Ich hab' neun Leben, vielleicht ist das hier das letzte davon.
Bis hier war gut, doch die nächste wird meine beste Saison.
Was haben JACE und Dexter da gemacht? Mit dem Album "9 Leben" veröffentlichten die beiden Musiker mit Sicherheit eines der überraschendsten Projekte des deutschen Rap-Jahres 2024.

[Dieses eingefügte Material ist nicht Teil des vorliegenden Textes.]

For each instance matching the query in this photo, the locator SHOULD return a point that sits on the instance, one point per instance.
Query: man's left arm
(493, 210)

Hörte man JACE bisher hauptsächlich über Trap-Instrumentals rappen, schusterte Beat-Gott Dexter dem jungen Artist für die gemeinsame Platte Sample-lastige "Oldschool"-Beats. Geschrieben in Anführungszeichen, denn "Oldschool" wäre wahrlich die falsche Bezeichnung für das Album – zu frisch und modern klingt das alles. Das liegt unter anderem an Dexters Wahl der Drums, die häufig reduziert oder gar ganz weggelassen wurden, etwa im Opener "Atlantis". JACE' Flow lässt mich dennoch mit dem Kopf nicken. Textlich wird Rap-typisch geflext wie auf "Weg des Jacek" oder "Mohnblumen", aber es treten auch philosophischere Gedanken zutage. Auf "Freitag der Dreizehnte" verarbeitet Jacek den Tod zweier Menschen, auf "Einstein" behandelt er Glaubensfragen: "Einstein war kein Atheist, ich hab' das nachgelesen, sogar die Smartesten von uns glauben an Fabelwesen." Die Zeile blieb mir auf jeden Fall hängen. Hängen bleiben auch die Feature-Parts von Ahzumjot, der von ignoranten Fans verwechselt wird, und Young Krillin, der mit gewohnter Coolness seinen Part im Salzburger Dialekt vorträgt.
Die Kombination aus JACE und Dexter geht einfach auf. Der Flow des Hamburgers und die verspielten Instrumentals des Stuttgarters harmonieren wie Sonntag und Ausschlafen. Für dieses Jahr wünsche ich mir noch eine Platte der beiden – aber nächstes Jahr wäre auch okay.